For those people looking for a career in the guiding world, the opportunity of attending one of the Sabi Sabi Ranger Training Courses is a huge prize. A steady stream of eminently qualified potential guides apply for the chance of becoming a Sabi Sabi ranger. The latest group of candidates who were put through their paces during the rigorous selection programme comprised five men and two women, all vying for a coveted position at one of our luxury safari lodges.
Training manager Andre van Zyl looks for natural leaders, team players and those who take initiative - and the course gives him ample opportunity to test their mettle.
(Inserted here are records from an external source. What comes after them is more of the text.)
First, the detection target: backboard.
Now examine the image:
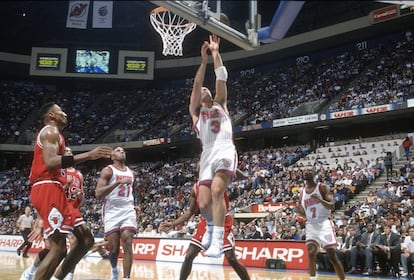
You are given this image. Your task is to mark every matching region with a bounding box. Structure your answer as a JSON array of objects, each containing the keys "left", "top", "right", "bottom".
[{"left": 150, "top": 0, "right": 260, "bottom": 50}]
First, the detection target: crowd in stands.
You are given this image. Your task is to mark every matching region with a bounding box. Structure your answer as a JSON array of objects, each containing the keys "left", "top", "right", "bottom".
[
  {"left": 0, "top": 31, "right": 414, "bottom": 145},
  {"left": 0, "top": 30, "right": 414, "bottom": 273}
]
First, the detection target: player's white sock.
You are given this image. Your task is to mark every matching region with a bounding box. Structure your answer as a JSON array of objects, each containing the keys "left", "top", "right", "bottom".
[
  {"left": 27, "top": 264, "right": 37, "bottom": 274},
  {"left": 205, "top": 226, "right": 224, "bottom": 258},
  {"left": 201, "top": 223, "right": 213, "bottom": 249},
  {"left": 111, "top": 267, "right": 119, "bottom": 280},
  {"left": 20, "top": 265, "right": 36, "bottom": 280}
]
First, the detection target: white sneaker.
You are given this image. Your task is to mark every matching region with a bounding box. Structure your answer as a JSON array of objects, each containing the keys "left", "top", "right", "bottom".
[
  {"left": 111, "top": 268, "right": 119, "bottom": 280},
  {"left": 201, "top": 230, "right": 213, "bottom": 249},
  {"left": 204, "top": 240, "right": 223, "bottom": 258},
  {"left": 20, "top": 269, "right": 34, "bottom": 280}
]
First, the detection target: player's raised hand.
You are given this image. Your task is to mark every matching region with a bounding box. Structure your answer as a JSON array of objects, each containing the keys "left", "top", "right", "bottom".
[
  {"left": 200, "top": 41, "right": 210, "bottom": 63},
  {"left": 209, "top": 34, "right": 220, "bottom": 53},
  {"left": 158, "top": 222, "right": 173, "bottom": 232}
]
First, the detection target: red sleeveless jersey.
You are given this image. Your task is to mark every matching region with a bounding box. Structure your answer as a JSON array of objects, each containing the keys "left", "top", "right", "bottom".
[
  {"left": 29, "top": 125, "right": 66, "bottom": 186},
  {"left": 66, "top": 169, "right": 83, "bottom": 208}
]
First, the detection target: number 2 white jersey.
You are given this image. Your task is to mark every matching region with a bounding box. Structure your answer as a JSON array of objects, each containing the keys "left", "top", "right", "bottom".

For the first three days the participants live in the Msuthlu riverbed, getting their first taste of the Sabi Sabi bushveld whilst getting their hands dirty tending the fire, doing their own cooking and organising night watch shifts. Andre conducts a series of long educational walks focusing on the smaller aspects of the bush such as birds, trees, grass and spoor. The potential rangers learn about the on-going veld rehabilitation programmes such as combating soil erosion and alien plant control with which they will have to assist should they pass the grade. Intensive lectures are conducted by senior rangers in the safari department and the applicants are assessed on their ability to operate effectively when tired - a vital skill for a ranger. Tired or not, at all times the safety and care of guests will be their major priority. Discipline is high on the agenda even during the selection process, and appearance important - Sabi Sabi rangers must always look clean and professional, even as applicants in a riverbed!
After the third night in the bush, the candidates move to Nkombe Camp, a rustic tented training facility where they have the first opportunity in four days to have a shower, use a flushing toilet and get a full night's sleep. The selection course concludes with a three hour written test and panel interviews to determine who is best suited to join the excellent safari staff, become an "apprentice" ranger at the lodges, and continue onto the next stage of their training.
Our congratulations to Monique Rossi and Josh Lee, the newest members of the Sabi Sabi guiding team.